Wednesday 3 August 2011


The UN Oil for Food programme, initiated in 1996, has resulted in the population of Iraq becoming dependant on imported food while the country’s agriculture has declined through lack of interest and investment. The result of this combination is that agriculture has been ignored and the country has low agricultural output and a very low level of food security. This cannot be allowed to continue when food prices across the globe are increasing, transport costs are rising as are the risks posed by food safety and, without exception, all experts in the field agree that steps must be taken to remove the country’s dependency on imported foods.

The cessation of the Oil for Food handouts to the population of Kurdistan and Iraq in general would result in the population seeking home produced food products and lead to an increase in farm profits, agricultural incentive and output. In effect, the end of the Oil for Food handouts to the general public will result in willingness, at all levels, to increase agricultural development, investment and output.

The KRG receives 17% of the budget of Iraq’s government for the Oil for Food handouts, a sum that could be used to redevelop the agricultural sector. However it would be a mistake to abruptly cease all subsidised food handouts and divert the funds to agricultural development, while expecting the public to accept the sudden rise in food for costs. The alternative is to wean the populace off their dependency on the subsidised food by a slow, staged reduction in subsidies that can be achieved by using a system of food coupons for food items such as 1.Pulses, 2.Poultry& Eggs, 3.Sugar, 4.Rice, 5.Tea, 6.Oil, 7.Milk (for children), 8.Washing powder, 9. Pasta, 10.Meat.

Families, (or individuals), would be required to register for food coupons that can be exchanged for food at shops and supermarkets in the neighbourhood that have been appointed as participating stores. The coupons are issued for the amount of each food that the individual/family is entitled to each month and these coupons can be exchanged at the registered shop/supermarkets for the food. The shopkeeper or the store will be reimbursed for the food cost by presenting the coupons to the banks and the incentive to shops to participate in the scheme will be a bonus of an additional 10% of the food costs as cost for handling the programme.

The number of coupons issued will depend on the family/individual’s circumstances, e.g. income, pregnancy, number of children under 5 or 10 years of age. Provision of milk for infants and meat for a pregnant woman should be considered.

The amount of food coupons allocated to a household should be in relation to the total income and will be reduced, on a sliding scale, as the family income increases.

Where the total household income is below 300,000 ID the present level of subsidised food will be allocated.
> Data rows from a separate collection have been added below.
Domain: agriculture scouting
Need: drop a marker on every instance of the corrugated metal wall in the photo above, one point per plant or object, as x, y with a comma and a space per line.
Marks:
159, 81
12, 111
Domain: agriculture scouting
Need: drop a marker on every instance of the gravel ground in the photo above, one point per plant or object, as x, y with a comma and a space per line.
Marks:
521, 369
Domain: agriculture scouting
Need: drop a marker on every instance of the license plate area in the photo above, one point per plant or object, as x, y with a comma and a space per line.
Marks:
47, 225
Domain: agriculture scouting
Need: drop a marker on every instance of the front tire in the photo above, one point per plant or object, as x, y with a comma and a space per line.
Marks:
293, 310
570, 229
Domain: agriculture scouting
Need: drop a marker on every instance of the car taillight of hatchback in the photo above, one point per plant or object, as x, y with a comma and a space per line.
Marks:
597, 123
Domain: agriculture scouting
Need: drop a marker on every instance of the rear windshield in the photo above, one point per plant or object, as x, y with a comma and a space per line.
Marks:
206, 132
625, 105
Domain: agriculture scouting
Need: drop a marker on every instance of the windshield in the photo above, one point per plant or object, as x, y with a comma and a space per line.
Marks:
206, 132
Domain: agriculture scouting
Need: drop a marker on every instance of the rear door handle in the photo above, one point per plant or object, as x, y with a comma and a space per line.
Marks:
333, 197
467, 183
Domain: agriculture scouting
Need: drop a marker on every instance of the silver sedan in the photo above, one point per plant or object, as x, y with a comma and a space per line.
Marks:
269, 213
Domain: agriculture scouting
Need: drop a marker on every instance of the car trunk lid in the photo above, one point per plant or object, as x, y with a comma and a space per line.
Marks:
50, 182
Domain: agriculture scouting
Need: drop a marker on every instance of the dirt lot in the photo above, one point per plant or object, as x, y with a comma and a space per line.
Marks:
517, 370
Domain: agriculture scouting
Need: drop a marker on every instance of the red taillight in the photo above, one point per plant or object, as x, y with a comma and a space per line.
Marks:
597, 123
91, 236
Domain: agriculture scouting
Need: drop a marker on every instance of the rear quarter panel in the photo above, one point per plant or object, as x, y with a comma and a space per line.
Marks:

Where the income is up to 500,000 the allocation is reduced to 80% of current level as shown in table below.

Income ID/Family      % support out of 60US$

Up to 300,000                      100%

400,000                                 90%

500,000                                 80%

600,000                                70%

700,000                                60%

800,000                                50%

900,000                                 40%

1,000,000                             30%

1,500,000                             20%

2,000,000                             0%

The 100% will be equivalent to 60 US$. The amount will be reviewed biannually, taking into consideration the rate of inflation, the budget, health and the agriculture sector.

What foods are removed from the different increment levels will need to be determined and will no doubt be in relation to the cost and its nutritional value e.g. poultry meat will be available at all levels.

The advantage of coupon system is:

• People will receive what is required in the household and there will be no waste.

• The cost and manpower needed to maintain the huge number of outlets currently spreading all over the country will be reduced. The outlets are always accused by the people for irregularities and mishandling.

• The coupon is equivalent to money and could be exchanged in the banks for 90% of its value.

• The system will cut the import of inferior quality foods, and stop the ever increasing scandals connected to the Food-for-Oil programme over the last 16 years.

• This system will reduce the pressure on the Ministry of Trade. Imports, for the time being, will be covered by traders and the quality could be monitored by the Ministries of Trade, Agriculture and Health and by consumer protection organisations.

• The bulk import of food by the government will stop. Most of the big scandals in recent years, in Iraq, have been in connection to the bulk import of food items by the government with concerns raised over quality, origin, validity, commission received by civil servants, storage and transport. These entire headaches for the government will be reduced drastically on the implementation of a coupon system.

• Throughout Iraq, small vendors in the streets and alley ways are a common sight as they use loudspeakers to announce that they will buy from the public their unwanted Food-for- Oil handouts for less than half their value. This is the first stage in organised, illegal activities. Who is organising this illegal activity, how large is the enterprise and what happens to these goods is unknown. The coupon system will close these illegal and immoral activities.

Other suggestions in Arabic, Kurdish and English will be more than welcome and I hope that this will lead to action.